Noisy, Missing and Corrupted Data

  • Constantine Caramanis | The University of Texas at Austin

Many models for sparse regression typically assume that the covariates are known completely, and without noise. Particularly in high-dimensional applications, this is often not the case. In this talk, we develop efficient OMP-like algorithms to deal with precisely this setting. Our algorithms are as efficient as OMP, and improve on the best-known results for missing and noisy data in regression, both in the high-dimensional setting where we seek to recover a sparse vector from only a few measurements, and in the classical low-dimensional setting where we recover an unstructured regressor. In the high-dimensional setting, our support-recovery algorithm requires no knowledge of even the statistics of the noise. Along the way, we also obtain improved performance guarantees for OMP for the standard sparse regression problem with Gaussian noise.
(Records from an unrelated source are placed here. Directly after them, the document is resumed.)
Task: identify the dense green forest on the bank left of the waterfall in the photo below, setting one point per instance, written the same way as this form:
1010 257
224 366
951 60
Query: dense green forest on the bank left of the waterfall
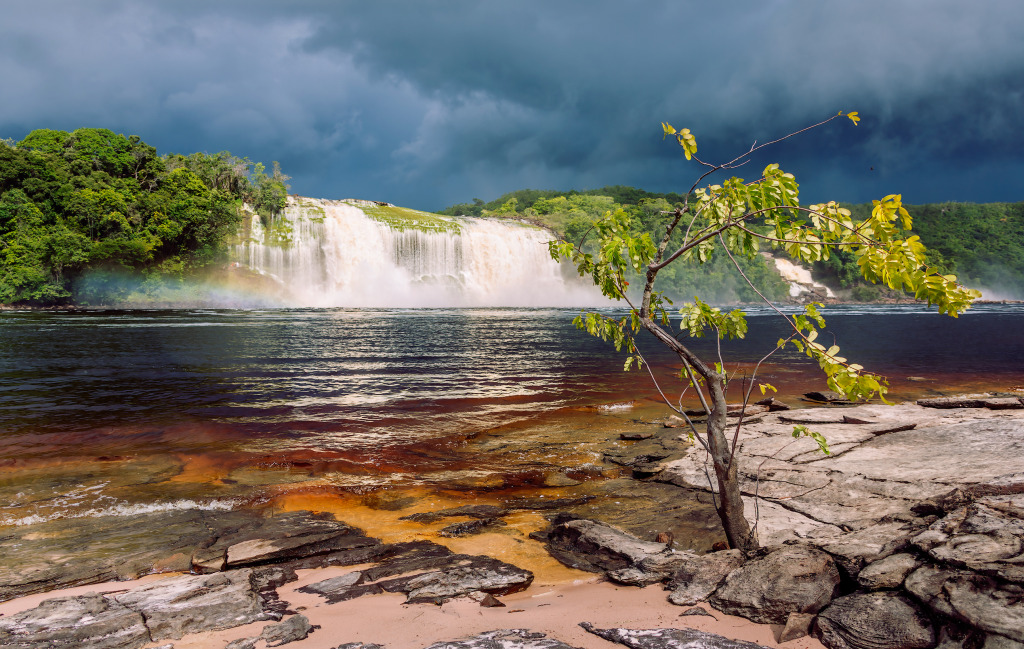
95 205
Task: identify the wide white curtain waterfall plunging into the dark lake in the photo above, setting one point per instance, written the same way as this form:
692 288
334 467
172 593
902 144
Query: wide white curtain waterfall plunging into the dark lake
331 253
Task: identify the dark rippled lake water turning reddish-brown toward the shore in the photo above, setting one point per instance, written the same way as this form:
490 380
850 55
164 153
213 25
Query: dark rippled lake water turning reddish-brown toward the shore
87 398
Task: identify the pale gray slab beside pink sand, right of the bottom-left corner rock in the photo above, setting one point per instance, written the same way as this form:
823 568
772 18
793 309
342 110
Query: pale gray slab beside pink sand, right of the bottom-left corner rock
188 604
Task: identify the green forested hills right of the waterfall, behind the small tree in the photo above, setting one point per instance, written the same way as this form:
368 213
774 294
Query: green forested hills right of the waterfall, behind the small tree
984 244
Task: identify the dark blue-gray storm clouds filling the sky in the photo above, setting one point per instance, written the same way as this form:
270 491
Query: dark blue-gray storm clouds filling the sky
428 104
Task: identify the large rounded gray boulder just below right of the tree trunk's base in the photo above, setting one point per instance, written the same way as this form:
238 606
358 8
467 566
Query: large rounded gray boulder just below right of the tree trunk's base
787 580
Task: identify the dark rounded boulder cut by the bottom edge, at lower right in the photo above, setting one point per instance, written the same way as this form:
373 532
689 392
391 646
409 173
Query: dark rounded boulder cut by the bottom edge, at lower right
875 621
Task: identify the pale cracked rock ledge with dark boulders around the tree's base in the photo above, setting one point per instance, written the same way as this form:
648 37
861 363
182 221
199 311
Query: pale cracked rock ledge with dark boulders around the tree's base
910 537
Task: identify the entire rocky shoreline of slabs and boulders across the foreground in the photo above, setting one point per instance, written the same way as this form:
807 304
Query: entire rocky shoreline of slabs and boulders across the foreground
911 535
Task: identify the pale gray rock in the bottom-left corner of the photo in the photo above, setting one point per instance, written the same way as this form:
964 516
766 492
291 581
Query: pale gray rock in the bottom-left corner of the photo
89 621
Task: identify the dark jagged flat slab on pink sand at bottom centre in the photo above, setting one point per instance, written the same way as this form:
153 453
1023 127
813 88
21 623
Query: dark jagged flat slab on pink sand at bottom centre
429 573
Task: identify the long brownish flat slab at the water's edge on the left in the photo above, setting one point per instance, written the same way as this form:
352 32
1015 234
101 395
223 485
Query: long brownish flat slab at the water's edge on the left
82 551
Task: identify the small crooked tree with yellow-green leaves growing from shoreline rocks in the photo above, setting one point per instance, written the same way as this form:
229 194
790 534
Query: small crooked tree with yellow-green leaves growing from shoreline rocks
736 219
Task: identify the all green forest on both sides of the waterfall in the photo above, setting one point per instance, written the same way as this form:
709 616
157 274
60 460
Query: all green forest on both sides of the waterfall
80 211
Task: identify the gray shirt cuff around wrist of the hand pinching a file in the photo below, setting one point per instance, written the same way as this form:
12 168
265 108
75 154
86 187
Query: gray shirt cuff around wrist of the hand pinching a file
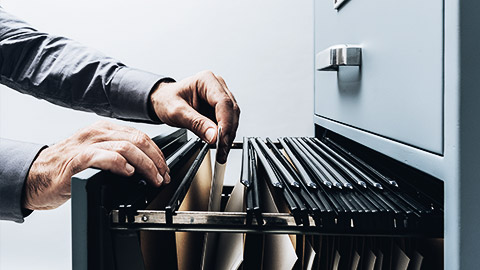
130 91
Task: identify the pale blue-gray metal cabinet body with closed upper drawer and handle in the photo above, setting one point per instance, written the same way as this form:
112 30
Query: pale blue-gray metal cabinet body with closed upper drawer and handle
403 79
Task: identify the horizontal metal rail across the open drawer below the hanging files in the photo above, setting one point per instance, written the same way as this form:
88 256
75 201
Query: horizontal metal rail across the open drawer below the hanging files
235 222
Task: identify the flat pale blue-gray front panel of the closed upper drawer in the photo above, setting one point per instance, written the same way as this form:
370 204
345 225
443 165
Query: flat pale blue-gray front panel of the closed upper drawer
398 91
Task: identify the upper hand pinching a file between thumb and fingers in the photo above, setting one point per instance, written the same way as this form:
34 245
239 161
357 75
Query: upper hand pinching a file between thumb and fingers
198 103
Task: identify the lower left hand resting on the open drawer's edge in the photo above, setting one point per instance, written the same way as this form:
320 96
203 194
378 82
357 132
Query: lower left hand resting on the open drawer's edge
105 146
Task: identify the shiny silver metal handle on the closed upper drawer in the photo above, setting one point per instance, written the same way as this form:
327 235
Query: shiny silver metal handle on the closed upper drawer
338 55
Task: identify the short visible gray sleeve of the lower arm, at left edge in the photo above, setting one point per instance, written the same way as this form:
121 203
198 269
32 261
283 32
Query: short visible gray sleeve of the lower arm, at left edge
15 161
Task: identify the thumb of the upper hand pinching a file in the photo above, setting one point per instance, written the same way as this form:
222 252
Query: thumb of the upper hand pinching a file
202 126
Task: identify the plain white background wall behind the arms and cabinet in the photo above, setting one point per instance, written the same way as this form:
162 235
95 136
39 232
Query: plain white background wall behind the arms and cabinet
263 49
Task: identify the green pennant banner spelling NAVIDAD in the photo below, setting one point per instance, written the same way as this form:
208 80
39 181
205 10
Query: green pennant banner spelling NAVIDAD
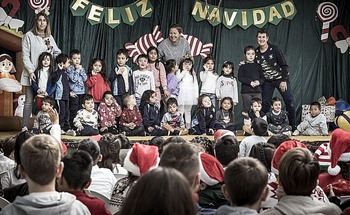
243 17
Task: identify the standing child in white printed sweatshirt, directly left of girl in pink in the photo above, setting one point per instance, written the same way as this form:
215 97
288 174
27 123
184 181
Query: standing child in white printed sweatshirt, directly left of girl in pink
143 78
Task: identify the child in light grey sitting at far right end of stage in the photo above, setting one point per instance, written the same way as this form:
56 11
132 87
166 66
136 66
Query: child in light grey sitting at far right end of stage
314 123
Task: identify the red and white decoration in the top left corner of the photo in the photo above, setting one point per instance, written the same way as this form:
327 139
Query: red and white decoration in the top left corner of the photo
7 20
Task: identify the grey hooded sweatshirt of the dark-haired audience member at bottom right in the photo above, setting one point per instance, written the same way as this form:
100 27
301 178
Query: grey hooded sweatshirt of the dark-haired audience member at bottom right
302 205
Time permitting, we present some results on the more difficult setting of arbitrarily corrupted covariates.

Speaker Details

I am an Assistant Professor in the ECE department of The University of Texas at Austin. I received a PhD in EECS from The Massachusetts Institute of Technology, in the Laboratory for Information and Decision Systems (LIDS), and an A.B. in Mathematics from Harvard University. I received the NSF CAREER award in 2011.

My current research interests focus on decision-making in large-scale complex systems. Specifically, I am interested in robust and adaptable optimization, high dimensional statistics and machine learning, and applications to large-scale networks, including wireless networks, transportation networks, and energy networks. I also work on applications of machine learning and optimization to computer-aided design.